I started out the week without a straight key for TouCans. By the end of the week, I'd worked with ChatGPT to make the WiFi straight key for TouCans into something pretty cool that worked on both Windows and Chromebook. (Alsthough, Windows is one cool thing ahead at the moment, I'll get to that.)
Having decided I wasn't going to be able to get a wired straight key, i took another look at why I'd gone down the wired straight key path.
- TouCans has had a WiFi sraight key since last year. The issue is that it didn't work with the Chromebook. It was written in Python, and it was a bit more of a chore than I wanted fix it.
- Linux on the Chromebook didn't want to provide keyboard access so that a key could be pressed as a straight key.
- It also didn't want to provide speaker access, so there was no sidetone.
there wsa one last issue. Teh straight key occasionally locked me out of the keyer altoghter. A few debug messages show ed that this only happened when the number of key down and key up delay digits exceeded 800. I learned how to loop the Pico-W's server code to ensure the entire message sent to the keyer was pulled in in 800 byte chunks. That solved the lockup issue.

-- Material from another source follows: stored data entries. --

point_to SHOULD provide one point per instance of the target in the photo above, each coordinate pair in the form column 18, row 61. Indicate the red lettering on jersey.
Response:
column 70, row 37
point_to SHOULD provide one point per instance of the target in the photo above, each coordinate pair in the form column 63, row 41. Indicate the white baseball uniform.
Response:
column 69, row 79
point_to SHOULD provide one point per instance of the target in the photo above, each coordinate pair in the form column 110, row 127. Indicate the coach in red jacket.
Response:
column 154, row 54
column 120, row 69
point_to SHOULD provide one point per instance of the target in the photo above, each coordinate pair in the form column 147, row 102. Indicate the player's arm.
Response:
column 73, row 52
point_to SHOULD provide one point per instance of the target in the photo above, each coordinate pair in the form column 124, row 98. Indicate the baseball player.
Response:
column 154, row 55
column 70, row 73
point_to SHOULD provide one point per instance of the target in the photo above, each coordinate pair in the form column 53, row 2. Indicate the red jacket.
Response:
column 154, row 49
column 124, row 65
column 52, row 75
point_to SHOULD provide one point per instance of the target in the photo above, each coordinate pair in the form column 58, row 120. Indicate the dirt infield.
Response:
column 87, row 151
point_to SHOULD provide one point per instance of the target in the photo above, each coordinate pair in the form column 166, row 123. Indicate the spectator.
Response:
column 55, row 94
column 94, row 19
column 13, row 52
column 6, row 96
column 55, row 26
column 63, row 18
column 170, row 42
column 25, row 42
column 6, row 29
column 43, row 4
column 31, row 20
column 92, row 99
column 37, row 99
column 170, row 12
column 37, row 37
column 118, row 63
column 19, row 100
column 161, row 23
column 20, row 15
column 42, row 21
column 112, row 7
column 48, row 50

The next step was to see if the WiFi keyer would work with a Halikey as opposed just using a keyboard key as a straight key. I asked ChatGPT ot translate Python code written by Mark Smith into JavaScript. ChatGPT got almost all the code correct, but left the serial port sampling code out of the sampling loop. That was a simple fix, and the WiFi keyer and metronome now work with a Halikey!
By this time, I'd passed quite a bit of code to ChatGPT for contest. ChatGPT also seemed to be making more errors as time progressed. I wonder if it was a demonstraion of somethign pointed in an article that Simon Willison reviewed:
"Every model seems to get confused when you feed them more than ~25-30k tokens. The models stop obeying their system prompts, can't correctly find/transcribe pieces of code in the context, etc." --Paul Gauthier
Meanwhile, KO6BTY and I built our QRPME tuna salad senders, (iambic keyers), following along with Rex Harper's buildathon. the imabic keyer is up and running with Halikey!
It was a busy week, but a lot of fun!